In recent days a number of music companies have secured court orders in Ireland which will prevent customers of certain ISPs accessing Pirate Bay. The hope is that it may prevent the illegal downloading of music and other copyrighted material. Blocking access to certain websites is not a new phenomenon. I am sure we have all sat behind a corporate filter at some point which prevented access to certain websites during working hours. However, blocking websites, especially at a state level, increases the interest and use of ways around these filters. While it all may seem like harmless fun and maybe even a challenge, technologies and services used to circumvent filters can create security risks and increase the attack surface of your computer and network.
For this blog post, I am going to take a look at the most popular ways around filters. There are many options out there including the tunneling of traffic over protocols like SSH and DNS. However, these are not that popular as they require lots of technical knowledge to get them working. For the ones that I take a look at I am rating them on a scale of 1 to 10. Anything near 10 means avoid and steer well clear of as they are dangerous and may cause harm.
Copies of the original website
Taking down websites is sometimes like weeding your garden. As soon as you have pulled them all up and turned your back, a thousand more will have taken their place. When websites are shutdown or blocked, people immediately start searching for an alternative to get around the filters. While some of these websites may be okay, the majority will be a source of malware. You should always be very wary of any website which purports to be a copy of another. The logos and download links may look the same but instead of downloading the latest movie release, you may end up with a dodgy copy which wont play unless you buy a non-existent video codec.

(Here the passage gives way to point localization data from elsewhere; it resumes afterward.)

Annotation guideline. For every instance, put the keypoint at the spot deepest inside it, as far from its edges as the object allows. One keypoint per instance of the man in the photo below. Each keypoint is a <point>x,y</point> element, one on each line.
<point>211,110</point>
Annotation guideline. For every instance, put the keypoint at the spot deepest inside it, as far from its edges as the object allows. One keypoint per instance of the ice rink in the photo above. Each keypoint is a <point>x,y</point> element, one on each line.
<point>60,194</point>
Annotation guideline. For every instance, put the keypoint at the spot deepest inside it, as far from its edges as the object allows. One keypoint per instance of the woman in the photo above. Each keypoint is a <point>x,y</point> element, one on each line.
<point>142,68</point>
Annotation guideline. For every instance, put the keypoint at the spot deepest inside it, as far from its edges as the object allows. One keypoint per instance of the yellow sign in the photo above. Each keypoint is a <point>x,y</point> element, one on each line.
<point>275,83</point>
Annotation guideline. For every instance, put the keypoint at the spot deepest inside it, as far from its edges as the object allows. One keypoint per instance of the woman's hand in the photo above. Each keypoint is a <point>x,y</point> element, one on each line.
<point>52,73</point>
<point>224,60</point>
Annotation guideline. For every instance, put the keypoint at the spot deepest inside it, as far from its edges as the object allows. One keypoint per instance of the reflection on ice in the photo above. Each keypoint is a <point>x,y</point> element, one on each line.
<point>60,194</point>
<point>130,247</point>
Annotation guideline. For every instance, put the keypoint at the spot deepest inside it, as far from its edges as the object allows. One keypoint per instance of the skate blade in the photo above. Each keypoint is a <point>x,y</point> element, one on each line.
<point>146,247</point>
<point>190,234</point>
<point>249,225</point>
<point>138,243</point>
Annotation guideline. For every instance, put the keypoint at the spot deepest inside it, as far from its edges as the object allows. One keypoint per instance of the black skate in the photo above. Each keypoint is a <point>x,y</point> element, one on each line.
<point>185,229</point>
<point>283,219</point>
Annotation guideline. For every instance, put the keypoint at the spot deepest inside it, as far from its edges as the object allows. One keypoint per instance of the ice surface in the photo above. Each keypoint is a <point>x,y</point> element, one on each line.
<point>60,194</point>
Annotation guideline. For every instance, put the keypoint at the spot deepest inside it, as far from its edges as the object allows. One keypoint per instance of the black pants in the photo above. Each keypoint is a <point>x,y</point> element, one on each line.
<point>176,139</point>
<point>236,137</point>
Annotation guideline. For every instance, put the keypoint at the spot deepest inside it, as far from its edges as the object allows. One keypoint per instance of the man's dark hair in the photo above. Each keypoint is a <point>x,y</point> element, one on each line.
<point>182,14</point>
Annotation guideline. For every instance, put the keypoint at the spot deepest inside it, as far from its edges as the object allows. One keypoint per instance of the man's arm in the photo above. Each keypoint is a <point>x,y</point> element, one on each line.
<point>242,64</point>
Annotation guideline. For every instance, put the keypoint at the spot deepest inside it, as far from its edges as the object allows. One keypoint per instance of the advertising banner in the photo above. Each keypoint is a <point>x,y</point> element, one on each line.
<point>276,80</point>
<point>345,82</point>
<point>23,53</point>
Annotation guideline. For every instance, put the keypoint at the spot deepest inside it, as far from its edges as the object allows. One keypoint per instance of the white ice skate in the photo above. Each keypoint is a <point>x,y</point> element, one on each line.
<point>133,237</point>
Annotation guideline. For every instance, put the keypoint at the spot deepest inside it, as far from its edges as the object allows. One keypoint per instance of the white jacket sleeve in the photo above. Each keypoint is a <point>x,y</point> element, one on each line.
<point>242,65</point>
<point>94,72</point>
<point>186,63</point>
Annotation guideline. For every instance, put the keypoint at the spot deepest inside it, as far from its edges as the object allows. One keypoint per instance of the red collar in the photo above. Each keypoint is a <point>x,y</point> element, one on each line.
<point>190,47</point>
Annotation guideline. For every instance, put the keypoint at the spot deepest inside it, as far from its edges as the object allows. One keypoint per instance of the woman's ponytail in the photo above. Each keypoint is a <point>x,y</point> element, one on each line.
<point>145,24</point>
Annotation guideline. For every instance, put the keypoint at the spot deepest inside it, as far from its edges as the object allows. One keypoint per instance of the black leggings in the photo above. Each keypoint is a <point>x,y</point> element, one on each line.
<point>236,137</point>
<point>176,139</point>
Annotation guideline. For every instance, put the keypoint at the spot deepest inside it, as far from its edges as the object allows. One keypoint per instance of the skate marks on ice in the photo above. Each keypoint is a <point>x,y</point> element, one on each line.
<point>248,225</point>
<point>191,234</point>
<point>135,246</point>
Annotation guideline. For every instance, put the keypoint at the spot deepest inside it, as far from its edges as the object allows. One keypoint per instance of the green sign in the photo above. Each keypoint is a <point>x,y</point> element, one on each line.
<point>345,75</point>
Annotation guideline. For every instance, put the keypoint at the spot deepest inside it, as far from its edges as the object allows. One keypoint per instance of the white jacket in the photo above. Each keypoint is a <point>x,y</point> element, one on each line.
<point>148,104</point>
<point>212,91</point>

Anonymizers come in different forms but the most popular just use a web form where a user types in the website that they need to access. The network protocols running between the user’s PC and the anonymizer site are still HTTP/HTTPS. Once the anonymizer gets the request it will go off and retrieve content from the desired website and send it back to the user. As far as a web filter is concerned the user is not accessing the ‘banned’ site. Most filters will block access to these sites but new alternatives are always coming on line so it can be a time consuming task keeping lists up to date. You can even use language translation services to do a similar task, just enter in the website you want to access and the translation service will serve it back to you.
The problem with some of these services is that you don’t know who is running the sites. In some cases they may be capturing your data or in others they may be a source of malware. Whenever you use a search engine, the results may include services that these sites are affiliated with. At the end of the day they have to make money some way and its normally done by messing with your web browsing session.

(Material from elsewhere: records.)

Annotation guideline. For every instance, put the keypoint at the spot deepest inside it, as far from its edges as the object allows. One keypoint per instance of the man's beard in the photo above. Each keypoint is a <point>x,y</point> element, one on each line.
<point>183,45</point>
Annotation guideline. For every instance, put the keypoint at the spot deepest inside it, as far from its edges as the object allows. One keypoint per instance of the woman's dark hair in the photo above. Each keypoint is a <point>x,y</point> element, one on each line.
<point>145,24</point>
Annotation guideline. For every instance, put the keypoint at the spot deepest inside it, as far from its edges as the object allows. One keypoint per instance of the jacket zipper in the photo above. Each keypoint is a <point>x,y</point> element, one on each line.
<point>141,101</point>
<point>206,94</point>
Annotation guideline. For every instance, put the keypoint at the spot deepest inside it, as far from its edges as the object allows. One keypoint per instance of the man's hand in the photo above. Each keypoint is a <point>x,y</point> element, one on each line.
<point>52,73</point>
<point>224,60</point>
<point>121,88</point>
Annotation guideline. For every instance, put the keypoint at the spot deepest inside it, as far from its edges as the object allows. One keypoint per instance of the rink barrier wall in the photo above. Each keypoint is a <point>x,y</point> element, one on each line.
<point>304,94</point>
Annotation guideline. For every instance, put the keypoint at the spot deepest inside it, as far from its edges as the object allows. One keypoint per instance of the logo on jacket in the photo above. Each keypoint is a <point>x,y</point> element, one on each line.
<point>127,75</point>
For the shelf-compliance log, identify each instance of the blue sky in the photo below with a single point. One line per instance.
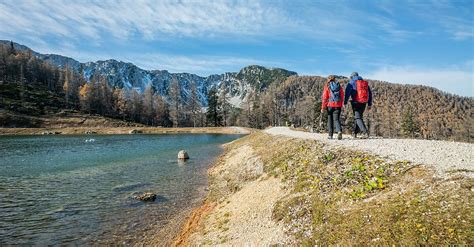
(417, 42)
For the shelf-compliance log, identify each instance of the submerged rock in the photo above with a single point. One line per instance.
(146, 197)
(135, 131)
(183, 155)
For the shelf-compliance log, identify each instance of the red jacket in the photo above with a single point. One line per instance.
(325, 98)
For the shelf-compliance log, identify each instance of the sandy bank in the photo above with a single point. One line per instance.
(271, 189)
(122, 130)
(238, 210)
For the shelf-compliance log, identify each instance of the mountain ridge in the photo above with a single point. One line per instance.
(128, 75)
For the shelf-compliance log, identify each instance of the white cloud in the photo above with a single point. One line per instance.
(455, 79)
(126, 18)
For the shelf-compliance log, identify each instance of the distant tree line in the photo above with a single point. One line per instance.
(28, 74)
(399, 110)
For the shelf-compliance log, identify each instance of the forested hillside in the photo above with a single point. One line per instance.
(30, 86)
(399, 110)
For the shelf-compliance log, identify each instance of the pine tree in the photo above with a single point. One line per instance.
(85, 98)
(175, 96)
(410, 127)
(224, 104)
(195, 105)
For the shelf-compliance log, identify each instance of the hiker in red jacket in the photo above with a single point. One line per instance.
(359, 91)
(332, 100)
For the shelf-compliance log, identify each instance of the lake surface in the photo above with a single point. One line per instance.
(72, 190)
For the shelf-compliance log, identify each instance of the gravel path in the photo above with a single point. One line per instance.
(441, 155)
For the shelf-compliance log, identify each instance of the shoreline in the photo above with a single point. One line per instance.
(258, 194)
(122, 130)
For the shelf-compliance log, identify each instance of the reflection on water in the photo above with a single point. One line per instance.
(69, 189)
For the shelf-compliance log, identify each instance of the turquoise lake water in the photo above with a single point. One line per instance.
(71, 190)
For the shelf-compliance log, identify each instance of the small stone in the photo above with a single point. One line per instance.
(183, 155)
(146, 197)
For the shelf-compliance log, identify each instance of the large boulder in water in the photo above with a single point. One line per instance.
(146, 197)
(183, 155)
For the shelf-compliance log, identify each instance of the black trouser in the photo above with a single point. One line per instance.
(358, 110)
(334, 115)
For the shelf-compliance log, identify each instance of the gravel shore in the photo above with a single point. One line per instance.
(443, 156)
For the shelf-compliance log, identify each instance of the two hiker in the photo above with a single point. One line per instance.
(334, 99)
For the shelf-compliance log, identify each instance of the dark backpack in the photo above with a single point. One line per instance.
(334, 91)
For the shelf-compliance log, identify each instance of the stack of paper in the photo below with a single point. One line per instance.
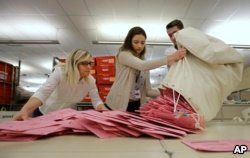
(104, 124)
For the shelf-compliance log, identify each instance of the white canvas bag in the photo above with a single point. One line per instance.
(210, 71)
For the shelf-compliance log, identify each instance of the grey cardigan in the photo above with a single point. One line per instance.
(126, 66)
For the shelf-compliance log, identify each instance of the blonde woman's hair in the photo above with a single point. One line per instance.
(71, 72)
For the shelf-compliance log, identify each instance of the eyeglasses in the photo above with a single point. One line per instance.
(87, 63)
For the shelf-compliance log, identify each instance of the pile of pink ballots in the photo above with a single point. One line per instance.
(159, 118)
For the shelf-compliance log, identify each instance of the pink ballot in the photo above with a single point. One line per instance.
(216, 145)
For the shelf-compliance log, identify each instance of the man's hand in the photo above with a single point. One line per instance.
(179, 54)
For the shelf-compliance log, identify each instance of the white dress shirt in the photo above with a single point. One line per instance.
(56, 93)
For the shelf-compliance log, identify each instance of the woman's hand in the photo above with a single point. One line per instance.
(101, 107)
(179, 54)
(21, 115)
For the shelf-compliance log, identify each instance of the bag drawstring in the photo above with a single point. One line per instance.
(175, 102)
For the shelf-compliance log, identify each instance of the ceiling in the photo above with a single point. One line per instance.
(77, 23)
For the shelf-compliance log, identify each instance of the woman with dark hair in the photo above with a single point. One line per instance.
(67, 85)
(132, 83)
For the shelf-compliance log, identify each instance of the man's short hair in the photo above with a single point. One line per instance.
(174, 23)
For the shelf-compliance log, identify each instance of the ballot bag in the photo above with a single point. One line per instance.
(209, 72)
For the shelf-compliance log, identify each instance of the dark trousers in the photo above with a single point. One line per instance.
(37, 113)
(133, 105)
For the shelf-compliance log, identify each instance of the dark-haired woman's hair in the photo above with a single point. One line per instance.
(127, 45)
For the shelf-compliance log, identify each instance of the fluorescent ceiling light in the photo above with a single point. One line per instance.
(10, 42)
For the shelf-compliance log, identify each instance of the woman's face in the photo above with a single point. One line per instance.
(85, 67)
(138, 43)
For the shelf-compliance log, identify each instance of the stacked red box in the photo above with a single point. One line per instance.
(105, 74)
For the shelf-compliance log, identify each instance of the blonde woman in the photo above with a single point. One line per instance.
(67, 85)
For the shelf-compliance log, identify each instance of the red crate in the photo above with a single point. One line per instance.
(105, 79)
(87, 99)
(5, 93)
(104, 89)
(103, 96)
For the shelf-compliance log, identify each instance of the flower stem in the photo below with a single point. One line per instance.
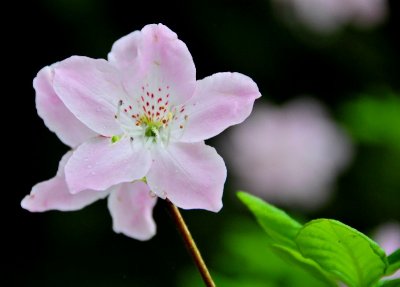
(190, 244)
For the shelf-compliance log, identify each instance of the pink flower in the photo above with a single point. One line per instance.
(289, 155)
(137, 123)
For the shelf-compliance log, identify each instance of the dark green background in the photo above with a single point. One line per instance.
(80, 248)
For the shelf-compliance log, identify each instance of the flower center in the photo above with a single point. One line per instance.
(150, 117)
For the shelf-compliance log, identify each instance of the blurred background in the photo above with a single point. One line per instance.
(323, 141)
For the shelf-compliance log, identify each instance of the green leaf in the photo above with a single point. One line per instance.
(278, 225)
(294, 257)
(394, 262)
(343, 251)
(389, 283)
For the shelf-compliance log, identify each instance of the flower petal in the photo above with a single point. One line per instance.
(131, 208)
(54, 194)
(55, 114)
(99, 164)
(157, 60)
(191, 175)
(220, 101)
(91, 90)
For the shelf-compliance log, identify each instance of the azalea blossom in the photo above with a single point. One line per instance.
(136, 124)
(329, 15)
(289, 155)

A proxy server is simply an application that acts as an intermediary between a user and the website they are trying to get to. Proxy servers are often deployed on corporate networks to cache data and provide a single point for Internet access. Proxy servers differ from anonymizer services as a different protocol is used to communicate between the clients and the proxy server. A simple search using your favourite search engine will return lots of results for open proxy servers on the Internet.

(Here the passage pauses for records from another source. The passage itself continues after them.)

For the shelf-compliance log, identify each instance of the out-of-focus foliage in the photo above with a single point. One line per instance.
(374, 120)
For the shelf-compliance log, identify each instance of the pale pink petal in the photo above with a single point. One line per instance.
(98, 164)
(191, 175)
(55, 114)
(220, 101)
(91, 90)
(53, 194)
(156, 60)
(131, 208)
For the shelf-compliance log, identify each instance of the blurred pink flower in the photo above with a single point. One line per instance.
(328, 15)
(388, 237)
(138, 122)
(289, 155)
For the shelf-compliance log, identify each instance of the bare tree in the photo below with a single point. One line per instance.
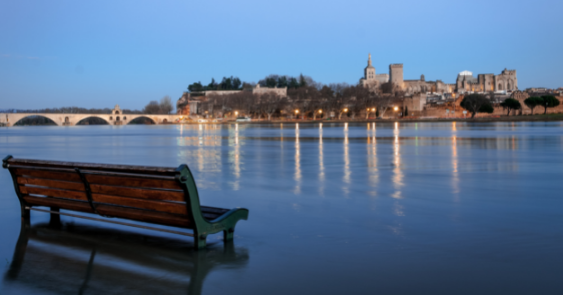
(269, 103)
(166, 105)
(152, 108)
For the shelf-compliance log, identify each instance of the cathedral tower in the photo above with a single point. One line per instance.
(369, 71)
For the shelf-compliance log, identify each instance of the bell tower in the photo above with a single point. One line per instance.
(369, 71)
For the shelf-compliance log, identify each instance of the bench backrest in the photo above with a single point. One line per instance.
(154, 194)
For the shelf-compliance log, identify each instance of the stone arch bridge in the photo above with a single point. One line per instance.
(115, 118)
(9, 119)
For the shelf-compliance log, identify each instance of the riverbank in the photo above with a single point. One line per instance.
(517, 118)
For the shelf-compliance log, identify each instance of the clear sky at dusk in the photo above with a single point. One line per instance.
(99, 53)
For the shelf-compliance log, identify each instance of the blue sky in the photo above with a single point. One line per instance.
(98, 53)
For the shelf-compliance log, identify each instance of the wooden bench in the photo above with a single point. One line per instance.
(165, 196)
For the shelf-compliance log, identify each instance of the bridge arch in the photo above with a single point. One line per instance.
(132, 118)
(92, 116)
(51, 120)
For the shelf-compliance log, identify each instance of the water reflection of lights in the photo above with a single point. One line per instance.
(397, 172)
(297, 175)
(234, 155)
(347, 171)
(201, 150)
(372, 159)
(455, 175)
(321, 161)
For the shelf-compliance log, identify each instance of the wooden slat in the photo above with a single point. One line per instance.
(64, 176)
(128, 213)
(142, 204)
(58, 193)
(215, 210)
(165, 195)
(95, 166)
(80, 206)
(132, 181)
(51, 183)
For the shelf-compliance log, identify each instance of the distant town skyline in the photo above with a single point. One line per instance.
(94, 55)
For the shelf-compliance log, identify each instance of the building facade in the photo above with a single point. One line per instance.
(371, 79)
(506, 81)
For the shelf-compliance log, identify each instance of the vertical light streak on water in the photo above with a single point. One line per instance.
(455, 174)
(372, 159)
(297, 175)
(397, 172)
(347, 171)
(321, 161)
(200, 157)
(281, 147)
(236, 159)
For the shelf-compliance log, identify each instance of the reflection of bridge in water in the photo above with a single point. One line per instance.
(115, 118)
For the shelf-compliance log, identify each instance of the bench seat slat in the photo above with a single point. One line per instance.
(150, 194)
(75, 186)
(45, 174)
(176, 208)
(58, 193)
(167, 171)
(120, 212)
(132, 181)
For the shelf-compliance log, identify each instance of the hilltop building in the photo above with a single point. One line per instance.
(371, 79)
(506, 81)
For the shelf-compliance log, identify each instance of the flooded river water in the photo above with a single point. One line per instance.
(367, 208)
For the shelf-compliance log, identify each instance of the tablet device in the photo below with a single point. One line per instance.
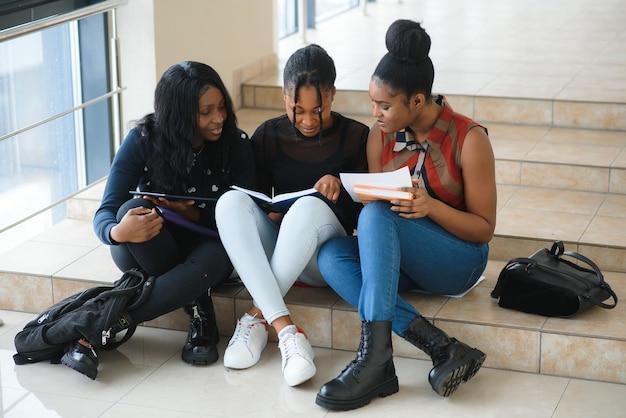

The problem with proxy servers out on the Internet is that you may not know who is running them. They may be capturing sensitive data so unless you only want to check out a newspaper or something I would suggest you avoid these services unless you know exactly who is running them and what their security policy is. Another trend which is taking off at the moment is the deployment of personal proxies in the cloud. Many cloud providers offer free personal plans so it’s easy to use this service to host your own proxy which can be accessed from anywhere in the world.
Anonymity networks differ from anonymizers in that your computer remains part of the network even after you have finished browsing the Internet. Most anonymity networks involve the installation of a client and your request to browse a site is routed though many layers which is called onion routing. The connections between your connection and the anonymity network are encrypted which is why Internet filters cannot block sites when they accessed this way.
When it comes to security, the problem with these services is that your data must leave the network via an exit node. If someone is monitoring activity on this node then they may be able to capture your data.
A VPN service operates by providing a secure tunnel to go from a network where a website is blocked to a network where the site is not. For example, I could setup VPN access to my home network so if I ever found myself on a network where sites were blocked, I could use a VPN connection to my home network to browse the sites from there. So long as you use encryption between your computer and the other network you are not extending your attack surface. This only applies if you know and trust the operator of the network that you are connecting to. If you don’t know who is providing the services then my danger rating shoots up to a perfect 10.
Have you come across users trying to bypass filters on your network? Comments welcome.